Há vida interior quando não se deixa de viver, quando não se permite aos outros que decidam e pensem por nós, quando não nos contentamos com certezas já confecionadas, mas é-se capaz de abertura às interrogações colocadas pela vida, à interrogação de sentido, e está-se disposto, mesmo com dificuldade, a tentar dar uma resposta pessoal. Uma verdadeira vida humana deve acontecer na comunicação com os outros, mas não deve ser devedora de soluções que os outros encontram por nós: não, cada um é chamado a encontrar em si, num caminho de vida interior, a fonte do sentido.
Por fim, deve afirmar-se com clareza que a vida interior não é uma vida contraposta à nossa vida material, à nossa existência diária; antes, é uma vida vivida no corpo, na História, na humanidade, sem possíveis evasões ou isenções: é uma maneira de pensar, de sentir e de agir concreta, com os outros e entre os outros.

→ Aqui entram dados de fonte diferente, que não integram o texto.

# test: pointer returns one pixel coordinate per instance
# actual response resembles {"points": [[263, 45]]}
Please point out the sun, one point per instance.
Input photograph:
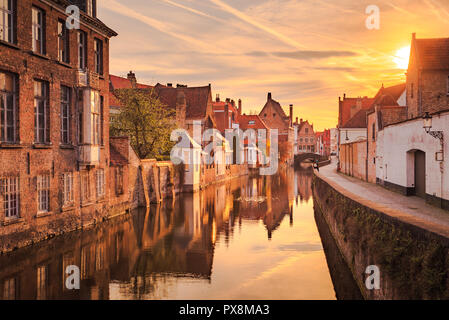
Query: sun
{"points": [[402, 57]]}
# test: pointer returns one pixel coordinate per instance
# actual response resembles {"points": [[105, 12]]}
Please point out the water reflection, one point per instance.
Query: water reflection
{"points": [[250, 238]]}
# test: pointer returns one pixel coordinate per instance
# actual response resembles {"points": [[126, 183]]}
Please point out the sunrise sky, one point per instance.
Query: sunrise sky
{"points": [[306, 52]]}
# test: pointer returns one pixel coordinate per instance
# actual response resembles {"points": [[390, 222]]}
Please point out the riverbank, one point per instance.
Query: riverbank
{"points": [[406, 238]]}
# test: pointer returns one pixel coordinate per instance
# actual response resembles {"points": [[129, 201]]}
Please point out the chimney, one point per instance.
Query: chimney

Em síntese, sem a vida interior não se dá qualquer caminho de humanização: só proporcionalmente ao desenvolvimento da vida interior há a possibilidade de construir a própria personalidade, encontrar sentido e significado na vida, chegar a uma subjetividade responsável e autónoma.
2. Uma viagem, um caminho
Todos aqueles que fizeram uma experiência espiritual séria, profunda e duradoura, e como tal todos os mestres de espiritualidade, descrevem a vida interior como um itinerário, uma viagem, um caminho, uma peregrinação. Esta simbólica adapta-se bem à vida interior e espiritual, porque nela há inícios, há êxodos, há um deixar certas situações vividas e conhecidas para ir rumo a novas metas, novas experiências. Falou-se por vezes de um tender para o alto, de uma escada a subir; outras vezes, mais raramente, de descida ou de travessia de desertos em que se encontram diversas dificuldades, que desencorajam ou convidam a voltar para trás. Heraclito disse com lapidar inteligência: «A escada que desce e que sobe é sempre a mesma».

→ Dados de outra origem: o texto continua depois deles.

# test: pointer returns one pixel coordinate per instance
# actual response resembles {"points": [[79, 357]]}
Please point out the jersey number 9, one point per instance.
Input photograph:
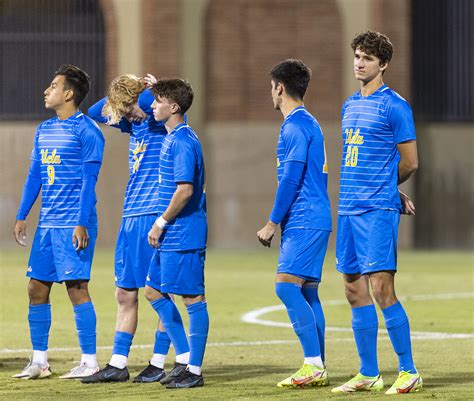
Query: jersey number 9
{"points": [[50, 171]]}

O ser humano sente dentro se si, no seu coração, um convite, uma voz segredada que o chama a deixar, a abandonar o que está a viver, pare empreender um caminho: há uma nova estrada a percorrer. «Vai rumo a ti mesmo!» (Génesis 12, 1) é a voz escutada por Abraão quando empreendeu a sua viagem de crente: a viagem geográfica que o levaria de Ur dos Caldeus até à terra prometida realizou-se antes de tudo na sua vida interior, através de uma descida às profundidades do seu coração. Neste sentido, é significativo que os padres orientais, em particular Gregório de Nissa, leiam o caminho da vida interior, simbolizado na experiência de Abraão, como um “ékstasis”, uma saída de si.
Mas nenhuma ilusão: a viagem, o caminho, nunca está assegurado nem se apresenta como uma avançada direta para a meta, não é «uma imparável subida» (Salmo 49, 19); antes, é um caminho em que se vivem muitas contradições, em que são possíveis avanços inesperados, mas também regressões impensáveis, como acontece também na experiência da vida psicológica e afetiva… É um caminho humano, marcado por pontos de força e por fraquezas que marcam cada ser humano, chamado à liberdade mas tentado por permanecer escravo dos ídolos falsos que, na raiz, são sempre – não o esqueçamos - «um erro antropológico» (Adolphe Gesché), uma contradição ao caminho de humanização que é realizado por cada um de nós. Viagem, portanto, para reentrar em si, para ir ao coração das coisas e compreendê-las a partir de dentro.
3. Nasce com a pergunta
Há alguma coisa que é essencial a uma autêntica vida interior, a um itinerário espiritual que seja verdadeiramente capaz de humanização e seja possível para cada ser humano, religioso ou não, cristão ou não, ateu ou agnóstico? Sim, respondemos: é antes de tudo necessário – como já se acenou – colocar-se perguntas, saber interrogar-se. Todos temos perguntas que nos habitam, vozes que afloram do nosso profundo, mas é preciso escutá-las, deixá-las emergir e, consequentemente, examiná-las e assumi-las. Como não recordar as palavras com que Rainer Maria Rilke convidava um jovem poeta a cuidar das perguntas por elas mesmas? Há perguntas sem resposta fácil, há perguntas que permanecem como tais e devem acolher o enigma, mas é preciso ainda assim fazê-las e escutá-las; por vezes, com efeito, são para nós mais decisivas do que eventuais respostas, que por vezes não são possíveis. A propósito, pense-se somente na pergunta: «Porquê o mal, o sofrimento, a morte?». Quem não faz perguntas vive constantemente à superfície de si próprio: cansaços, emoções, reações, alegrias e sofrimentos, tudo sucede, mas tudo afoga o eu profundo, tudo aparece com pouco sentido…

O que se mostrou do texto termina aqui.